Al oeste la frontera con la Suiza materializada por el curso del Rin antes de desembocar en las aguas del lago de Constanza, al este la línea de cresta a una altitud de 2000 m que materializa su frontera con Austria.

Entre estos dos elementos naturales, una pequeña capital, Vaduz, con sus famosos bancos, su pequeño castillo que domina la ciudad y su calle principal. Por último una carretera de montaña que sube fuertemente hacia el valle donde se encuentra Malbun, una aldea formada por chalés salpicados entre bosques y pastos con algunos remontes para pasar un gran fin de semana.

Le Liechtenstein es el único país que puede definirse como enteramente alpino.

Todo es pequeño, todo está limpio, todo es bonito, todo es perfecto.

Nos encontramos en un Principado, como Mónaco, una de las últimas monarquías europeas. Así que es un Príncipe quien gobierna en este pequeño país de cuento de hadas, o tal vez deberíamos decir de cuento de princesas.

Este pequeño país con una historia sorprendentemente agitada, que se independizó en parte gracias a la historia de Francia (sí, sí, pequeños secretos...), y que, tras haberse empobrecido mucho después de la Segunda Guerra Mundial debido a las pérdidas de bienes de la casa principesca en Checoslovaquia, apostó gran parte de su economía en el sector financiero, tuvo éxito en su apuesta y hoy es uno de los países más ricos de Europa.
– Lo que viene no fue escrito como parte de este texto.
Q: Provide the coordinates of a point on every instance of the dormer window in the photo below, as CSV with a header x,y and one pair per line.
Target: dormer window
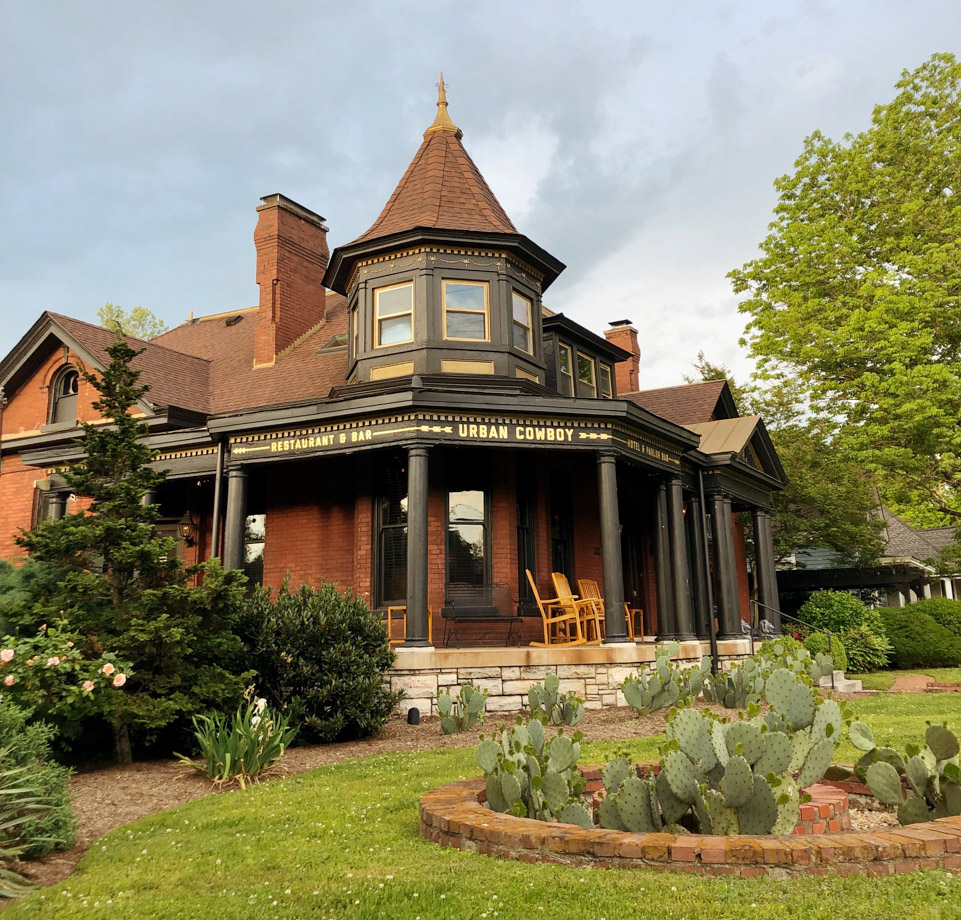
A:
x,y
522,323
63,399
586,374
394,315
466,311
Uno de los más ricos y uno de los más seguros.

AlpAddict en Vaduz
Paisaje de Liechtenstein

Tendrás que visitar la capital, Vaduz, con su Castillo principesco que domina la ciudad en medio de los viñedos. Luego tendrás que abandonar la carretera principal que atraviesa el país en su longitud cerca de la frontera para buscar el castillo de Gutenberg hacia el sur, desde donde podrás disfrutar de un panorama muy bello. Ojo, no esperéis encontrar allí un enlace con la impresión... ¡no lo hay!

Por último, como cualquier país alpino, Liechtenstein tiene sus tesoros escondidos en la altitud. Y está en el lado del valle de Malbun, la única estación de esquí del Principado, a la que tendrás que ascender para encontrarte en medio de bosques y pastos, o de una hermosa capa de nieve en invierno. Recordaremos entonces que este pequeño país está encajado entre Suiza y Austria, los dos países más bellos del arco alpino.

Si estás de paso por aquí, aunque sólo sea por curiosidad o porque te gusta salir de los caminos trillados, ven a descubrir las montañas de Liechtenstein, de donde han salido numerosos campeones de deportes de invierno.